PALU, Indonesia (AP) -- A volcano has erupted on the same central Indonesian island as the devastating earthquake and tsunami last week.
Mount Soputan in North Sulawesi province spewed ash 6,000 meters (19,700 feet) into the sky Wednesday morning. No evacuations were immediately ordered.
A government volcanologist suspects the eruption was triggered by the earthquake in Central Sulawesi on Friday.

A man walks on a heavily damaged street due to the earthquake in Balaroa neighbourhood in Palu, Central Sulawesi, Indonesia.    --Photo AP

The volcanologist, Kasbani, told online news portal Tempo that a direct correlation has yet to be seen, however. Kasbani, who uses one name, also said Soputan had been increasing in activity since August.
Soputan’s eruption status was raised to standby 4 kilometres from the summit and farther to the west-southwest. Standby status means the public should avoid the area nearest the volcano and have masks available in the event of ashfall. Indonesia’s military chief says soldiers and other forces have been deployed to the stricken port city of Palu to guard key infrastructure, fuel depots and the airport and stop any attempts at looting.
Chief Air Marshall Hadi Tjahyanto said Wednesday outside a collapsed hotel in the city that his forces were taking steps to ensure that security will be enforced. He spoke as many of the city and region’s residents scrambled to get food, water and other supplies — with many resorting to taking things from shops and markets.
“Military personnel have been deployed to fuel depots, ATMs, markets and the airport to ensure that economic activities are running. It will give the sense of security to the people so hopefully there will be no more looting,” he said, adding that all supply convoys into the city will be escorted by armed soldiers.
Indonesian President Joko “Jokowi” Widodo has arrived in a hard-hit city to see damage and recovery from the earthquake and tsunami that struck a central island last week.
Widodo was expected to tour various areas and visit a hospital Wednesday. The government has said hundreds of people were severely injured in Friday’s disasters. And the official toll of 1,234 dead is expected to grow as more bodies are recovered in the damaged areas.

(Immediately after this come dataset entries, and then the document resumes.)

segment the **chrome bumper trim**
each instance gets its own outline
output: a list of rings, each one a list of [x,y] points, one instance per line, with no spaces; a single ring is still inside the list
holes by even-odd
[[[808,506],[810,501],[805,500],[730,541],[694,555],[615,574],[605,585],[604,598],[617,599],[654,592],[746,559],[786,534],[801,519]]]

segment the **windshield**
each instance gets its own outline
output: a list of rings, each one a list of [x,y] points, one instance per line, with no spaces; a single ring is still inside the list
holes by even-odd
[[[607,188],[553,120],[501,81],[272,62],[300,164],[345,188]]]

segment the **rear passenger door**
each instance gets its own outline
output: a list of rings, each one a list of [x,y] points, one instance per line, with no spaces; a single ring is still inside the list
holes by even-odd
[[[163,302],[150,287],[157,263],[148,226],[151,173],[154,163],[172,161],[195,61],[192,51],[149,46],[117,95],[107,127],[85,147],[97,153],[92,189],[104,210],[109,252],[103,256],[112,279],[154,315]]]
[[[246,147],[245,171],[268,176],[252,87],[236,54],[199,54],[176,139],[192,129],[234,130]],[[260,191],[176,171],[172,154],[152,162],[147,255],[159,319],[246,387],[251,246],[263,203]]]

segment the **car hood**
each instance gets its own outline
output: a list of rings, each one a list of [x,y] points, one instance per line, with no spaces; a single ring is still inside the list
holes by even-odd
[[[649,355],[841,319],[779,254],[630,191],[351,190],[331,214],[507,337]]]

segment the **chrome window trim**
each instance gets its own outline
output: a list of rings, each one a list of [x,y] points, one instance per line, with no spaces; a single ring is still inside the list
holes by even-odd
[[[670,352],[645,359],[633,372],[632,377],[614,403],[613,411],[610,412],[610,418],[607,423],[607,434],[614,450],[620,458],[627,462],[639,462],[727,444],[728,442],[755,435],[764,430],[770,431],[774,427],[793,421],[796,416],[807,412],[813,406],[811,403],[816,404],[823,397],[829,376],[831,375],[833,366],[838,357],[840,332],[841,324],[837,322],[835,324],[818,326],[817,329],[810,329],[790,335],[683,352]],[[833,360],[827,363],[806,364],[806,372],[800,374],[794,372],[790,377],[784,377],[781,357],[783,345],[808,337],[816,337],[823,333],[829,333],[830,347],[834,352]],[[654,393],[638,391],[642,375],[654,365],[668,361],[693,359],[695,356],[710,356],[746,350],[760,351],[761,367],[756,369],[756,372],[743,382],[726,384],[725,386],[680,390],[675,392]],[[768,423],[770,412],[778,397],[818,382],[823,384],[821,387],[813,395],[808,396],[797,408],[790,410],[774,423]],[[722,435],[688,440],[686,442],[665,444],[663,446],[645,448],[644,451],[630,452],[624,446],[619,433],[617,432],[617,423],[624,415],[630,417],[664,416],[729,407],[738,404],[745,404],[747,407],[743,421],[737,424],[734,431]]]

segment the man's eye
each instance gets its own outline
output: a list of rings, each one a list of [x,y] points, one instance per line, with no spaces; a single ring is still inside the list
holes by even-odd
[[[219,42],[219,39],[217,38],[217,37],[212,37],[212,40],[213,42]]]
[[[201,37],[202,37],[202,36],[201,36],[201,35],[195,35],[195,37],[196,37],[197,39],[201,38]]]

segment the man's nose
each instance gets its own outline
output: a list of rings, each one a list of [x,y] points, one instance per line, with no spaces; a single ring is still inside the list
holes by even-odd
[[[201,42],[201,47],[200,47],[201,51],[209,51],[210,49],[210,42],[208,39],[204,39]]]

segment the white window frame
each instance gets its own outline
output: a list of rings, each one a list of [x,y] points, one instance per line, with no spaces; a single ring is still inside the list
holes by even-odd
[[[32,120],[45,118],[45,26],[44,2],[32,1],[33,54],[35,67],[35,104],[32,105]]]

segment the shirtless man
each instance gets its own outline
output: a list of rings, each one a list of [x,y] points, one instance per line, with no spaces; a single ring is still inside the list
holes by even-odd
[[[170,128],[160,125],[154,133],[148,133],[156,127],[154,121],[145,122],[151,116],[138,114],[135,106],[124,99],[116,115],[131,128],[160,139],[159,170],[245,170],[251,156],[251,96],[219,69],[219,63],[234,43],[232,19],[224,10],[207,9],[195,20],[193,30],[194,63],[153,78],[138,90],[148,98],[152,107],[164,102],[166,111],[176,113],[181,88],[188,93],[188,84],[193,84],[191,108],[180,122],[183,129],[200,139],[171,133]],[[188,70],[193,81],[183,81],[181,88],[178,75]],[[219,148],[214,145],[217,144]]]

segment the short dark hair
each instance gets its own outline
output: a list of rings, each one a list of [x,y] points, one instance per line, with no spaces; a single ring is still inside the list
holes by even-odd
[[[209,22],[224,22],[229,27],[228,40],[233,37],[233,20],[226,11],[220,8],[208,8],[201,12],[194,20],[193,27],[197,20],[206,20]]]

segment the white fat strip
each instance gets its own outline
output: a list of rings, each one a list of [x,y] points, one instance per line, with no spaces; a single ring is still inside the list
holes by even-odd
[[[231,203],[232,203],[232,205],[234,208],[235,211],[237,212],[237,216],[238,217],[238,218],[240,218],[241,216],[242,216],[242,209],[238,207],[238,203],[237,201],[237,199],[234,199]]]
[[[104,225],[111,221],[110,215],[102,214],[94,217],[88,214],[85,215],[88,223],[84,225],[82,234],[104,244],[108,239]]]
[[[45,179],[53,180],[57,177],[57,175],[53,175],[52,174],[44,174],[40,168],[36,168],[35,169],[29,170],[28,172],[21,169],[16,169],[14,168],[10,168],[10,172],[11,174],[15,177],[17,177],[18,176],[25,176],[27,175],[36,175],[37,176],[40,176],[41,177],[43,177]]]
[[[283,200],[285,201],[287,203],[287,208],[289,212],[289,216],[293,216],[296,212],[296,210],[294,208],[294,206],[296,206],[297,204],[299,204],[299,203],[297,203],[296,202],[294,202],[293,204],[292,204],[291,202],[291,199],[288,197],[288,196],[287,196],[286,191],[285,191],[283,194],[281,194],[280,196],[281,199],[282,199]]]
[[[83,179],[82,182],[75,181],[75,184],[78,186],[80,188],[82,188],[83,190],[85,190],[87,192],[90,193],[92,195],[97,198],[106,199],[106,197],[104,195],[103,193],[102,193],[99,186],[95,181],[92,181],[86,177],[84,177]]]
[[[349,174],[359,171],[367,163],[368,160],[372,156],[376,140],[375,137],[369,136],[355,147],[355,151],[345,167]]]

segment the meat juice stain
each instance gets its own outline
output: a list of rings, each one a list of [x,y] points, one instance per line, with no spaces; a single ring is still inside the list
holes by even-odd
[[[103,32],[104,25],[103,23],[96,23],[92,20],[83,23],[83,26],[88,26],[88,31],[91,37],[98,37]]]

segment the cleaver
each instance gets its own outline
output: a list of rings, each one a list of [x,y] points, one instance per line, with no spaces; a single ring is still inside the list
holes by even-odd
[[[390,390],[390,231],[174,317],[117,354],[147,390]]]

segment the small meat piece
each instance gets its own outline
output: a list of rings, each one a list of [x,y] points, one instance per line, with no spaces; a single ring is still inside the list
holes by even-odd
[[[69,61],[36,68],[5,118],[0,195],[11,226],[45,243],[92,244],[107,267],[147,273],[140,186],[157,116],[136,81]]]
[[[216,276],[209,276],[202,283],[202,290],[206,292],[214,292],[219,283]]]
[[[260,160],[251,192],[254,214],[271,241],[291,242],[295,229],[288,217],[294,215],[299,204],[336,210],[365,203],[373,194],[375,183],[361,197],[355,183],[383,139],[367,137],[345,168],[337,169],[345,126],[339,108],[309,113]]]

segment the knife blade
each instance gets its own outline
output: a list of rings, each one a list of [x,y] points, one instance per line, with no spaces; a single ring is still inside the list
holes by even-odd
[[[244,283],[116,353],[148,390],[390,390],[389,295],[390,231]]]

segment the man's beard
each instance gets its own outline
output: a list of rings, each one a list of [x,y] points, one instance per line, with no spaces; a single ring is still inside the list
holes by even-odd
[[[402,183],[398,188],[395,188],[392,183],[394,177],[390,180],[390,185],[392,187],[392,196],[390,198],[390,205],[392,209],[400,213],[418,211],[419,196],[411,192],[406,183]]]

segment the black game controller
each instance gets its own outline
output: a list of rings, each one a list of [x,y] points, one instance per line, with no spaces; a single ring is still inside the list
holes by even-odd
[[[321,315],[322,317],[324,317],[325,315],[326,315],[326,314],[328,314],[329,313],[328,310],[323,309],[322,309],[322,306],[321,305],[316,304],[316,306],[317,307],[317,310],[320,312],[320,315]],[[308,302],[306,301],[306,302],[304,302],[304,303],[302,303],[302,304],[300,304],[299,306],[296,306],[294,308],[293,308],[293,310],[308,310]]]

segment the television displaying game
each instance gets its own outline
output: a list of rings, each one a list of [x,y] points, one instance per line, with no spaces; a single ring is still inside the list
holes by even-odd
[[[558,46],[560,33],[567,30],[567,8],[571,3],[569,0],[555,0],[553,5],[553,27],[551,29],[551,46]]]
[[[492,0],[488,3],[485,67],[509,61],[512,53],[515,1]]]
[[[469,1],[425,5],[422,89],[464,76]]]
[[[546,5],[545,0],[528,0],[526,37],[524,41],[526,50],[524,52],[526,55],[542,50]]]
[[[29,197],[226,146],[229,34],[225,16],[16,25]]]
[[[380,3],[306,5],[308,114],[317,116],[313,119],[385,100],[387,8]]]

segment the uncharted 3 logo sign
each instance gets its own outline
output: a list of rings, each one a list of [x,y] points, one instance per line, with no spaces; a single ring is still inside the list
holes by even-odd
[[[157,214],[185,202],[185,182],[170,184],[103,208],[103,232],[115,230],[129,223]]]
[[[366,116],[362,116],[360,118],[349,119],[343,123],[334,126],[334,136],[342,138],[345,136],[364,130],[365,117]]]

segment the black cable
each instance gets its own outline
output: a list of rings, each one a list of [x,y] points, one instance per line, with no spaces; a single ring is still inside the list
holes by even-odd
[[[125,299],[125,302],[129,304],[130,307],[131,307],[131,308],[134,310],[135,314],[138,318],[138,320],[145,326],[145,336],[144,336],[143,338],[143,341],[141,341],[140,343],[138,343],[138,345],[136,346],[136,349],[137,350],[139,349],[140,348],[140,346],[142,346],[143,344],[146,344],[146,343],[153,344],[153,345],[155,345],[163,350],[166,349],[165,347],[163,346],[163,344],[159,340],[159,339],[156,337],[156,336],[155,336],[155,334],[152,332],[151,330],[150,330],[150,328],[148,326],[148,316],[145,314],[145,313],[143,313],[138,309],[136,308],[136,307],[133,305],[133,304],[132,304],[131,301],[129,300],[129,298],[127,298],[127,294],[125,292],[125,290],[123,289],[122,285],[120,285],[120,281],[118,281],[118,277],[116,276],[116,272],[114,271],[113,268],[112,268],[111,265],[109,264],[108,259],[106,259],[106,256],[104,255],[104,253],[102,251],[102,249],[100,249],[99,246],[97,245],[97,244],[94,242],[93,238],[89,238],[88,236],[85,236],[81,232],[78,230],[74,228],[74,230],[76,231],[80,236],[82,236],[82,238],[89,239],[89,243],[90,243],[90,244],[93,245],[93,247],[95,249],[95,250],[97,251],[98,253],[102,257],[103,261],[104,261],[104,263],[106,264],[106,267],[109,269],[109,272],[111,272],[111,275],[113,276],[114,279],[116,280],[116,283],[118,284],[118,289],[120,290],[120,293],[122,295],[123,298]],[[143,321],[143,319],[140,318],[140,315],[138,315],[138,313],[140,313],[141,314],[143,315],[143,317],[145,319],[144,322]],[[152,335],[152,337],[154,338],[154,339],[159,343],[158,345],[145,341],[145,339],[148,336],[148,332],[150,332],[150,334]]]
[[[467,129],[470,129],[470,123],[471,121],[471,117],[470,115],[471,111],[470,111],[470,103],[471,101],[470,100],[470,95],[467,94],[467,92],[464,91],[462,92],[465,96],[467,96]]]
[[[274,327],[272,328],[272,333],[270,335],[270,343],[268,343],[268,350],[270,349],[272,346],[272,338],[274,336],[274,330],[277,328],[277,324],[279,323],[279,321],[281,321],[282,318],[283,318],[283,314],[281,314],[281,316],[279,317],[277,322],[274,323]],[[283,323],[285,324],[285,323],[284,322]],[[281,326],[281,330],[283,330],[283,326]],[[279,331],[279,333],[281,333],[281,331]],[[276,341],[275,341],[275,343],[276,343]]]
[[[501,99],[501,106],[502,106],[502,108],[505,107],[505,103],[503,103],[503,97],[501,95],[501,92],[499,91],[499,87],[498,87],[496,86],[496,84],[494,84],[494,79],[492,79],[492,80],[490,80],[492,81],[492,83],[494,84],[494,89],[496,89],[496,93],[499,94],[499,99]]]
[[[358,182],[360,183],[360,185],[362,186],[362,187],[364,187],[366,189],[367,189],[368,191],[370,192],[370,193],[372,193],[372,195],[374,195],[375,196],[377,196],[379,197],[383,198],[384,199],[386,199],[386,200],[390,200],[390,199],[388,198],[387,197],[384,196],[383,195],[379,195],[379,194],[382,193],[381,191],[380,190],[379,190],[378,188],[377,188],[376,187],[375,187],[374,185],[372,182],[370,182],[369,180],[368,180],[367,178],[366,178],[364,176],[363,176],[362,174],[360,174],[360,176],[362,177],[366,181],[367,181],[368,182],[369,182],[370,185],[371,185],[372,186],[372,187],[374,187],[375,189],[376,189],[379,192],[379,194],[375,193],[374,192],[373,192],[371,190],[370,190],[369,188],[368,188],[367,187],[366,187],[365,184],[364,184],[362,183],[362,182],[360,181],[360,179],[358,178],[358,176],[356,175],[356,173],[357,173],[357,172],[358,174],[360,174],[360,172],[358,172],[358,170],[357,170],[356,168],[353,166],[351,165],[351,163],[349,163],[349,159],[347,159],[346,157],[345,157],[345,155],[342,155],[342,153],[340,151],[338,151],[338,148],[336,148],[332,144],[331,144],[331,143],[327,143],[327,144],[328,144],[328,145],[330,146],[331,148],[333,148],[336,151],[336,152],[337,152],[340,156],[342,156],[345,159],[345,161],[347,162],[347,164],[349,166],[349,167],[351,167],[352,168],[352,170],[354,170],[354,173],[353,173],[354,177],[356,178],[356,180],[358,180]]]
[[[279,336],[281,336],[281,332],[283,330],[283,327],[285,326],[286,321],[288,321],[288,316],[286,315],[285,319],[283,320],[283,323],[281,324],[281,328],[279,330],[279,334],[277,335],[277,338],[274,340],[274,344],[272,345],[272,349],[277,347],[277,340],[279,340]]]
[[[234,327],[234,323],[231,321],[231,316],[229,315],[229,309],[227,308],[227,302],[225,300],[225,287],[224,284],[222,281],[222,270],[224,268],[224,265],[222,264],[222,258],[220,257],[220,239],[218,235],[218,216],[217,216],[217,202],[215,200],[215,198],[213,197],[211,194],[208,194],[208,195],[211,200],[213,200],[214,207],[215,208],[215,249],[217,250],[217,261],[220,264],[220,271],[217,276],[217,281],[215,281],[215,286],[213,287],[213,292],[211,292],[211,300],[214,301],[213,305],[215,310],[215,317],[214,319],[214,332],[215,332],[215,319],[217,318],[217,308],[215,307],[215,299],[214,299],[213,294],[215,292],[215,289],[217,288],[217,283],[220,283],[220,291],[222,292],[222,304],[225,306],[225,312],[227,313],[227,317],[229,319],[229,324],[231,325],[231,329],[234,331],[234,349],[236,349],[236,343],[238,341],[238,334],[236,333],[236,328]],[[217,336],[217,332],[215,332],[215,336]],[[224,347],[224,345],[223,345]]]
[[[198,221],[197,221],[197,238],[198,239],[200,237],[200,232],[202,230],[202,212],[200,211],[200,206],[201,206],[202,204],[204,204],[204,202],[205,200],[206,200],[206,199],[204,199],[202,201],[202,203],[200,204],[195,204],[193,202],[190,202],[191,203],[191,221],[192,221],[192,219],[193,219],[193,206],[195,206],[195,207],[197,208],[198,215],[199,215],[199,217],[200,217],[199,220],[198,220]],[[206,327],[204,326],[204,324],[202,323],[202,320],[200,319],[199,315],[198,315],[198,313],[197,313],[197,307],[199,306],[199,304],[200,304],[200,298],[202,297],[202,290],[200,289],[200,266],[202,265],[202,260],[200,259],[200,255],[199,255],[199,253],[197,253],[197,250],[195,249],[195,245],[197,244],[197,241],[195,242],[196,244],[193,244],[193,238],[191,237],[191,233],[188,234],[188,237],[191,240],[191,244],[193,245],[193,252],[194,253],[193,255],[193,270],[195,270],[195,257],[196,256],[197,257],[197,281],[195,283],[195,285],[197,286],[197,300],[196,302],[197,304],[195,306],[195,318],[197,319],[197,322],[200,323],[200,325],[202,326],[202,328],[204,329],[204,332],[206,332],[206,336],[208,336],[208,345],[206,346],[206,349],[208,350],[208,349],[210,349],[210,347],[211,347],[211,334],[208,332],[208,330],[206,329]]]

He said foreign aid is starting to reach the area. President Donald Trump called Widodo on Tuesday to offer assistance with both the emergency phase and reconstruction.
Widodo said there’s still a lot of work to be done, but he added that conditions are improving.
“Logistics are in and continue to spread, there are places that we haven’t reached,” he said. “I’ve instructed the governor to recommend the markets to be re-opened, we want to start reviving the economy.”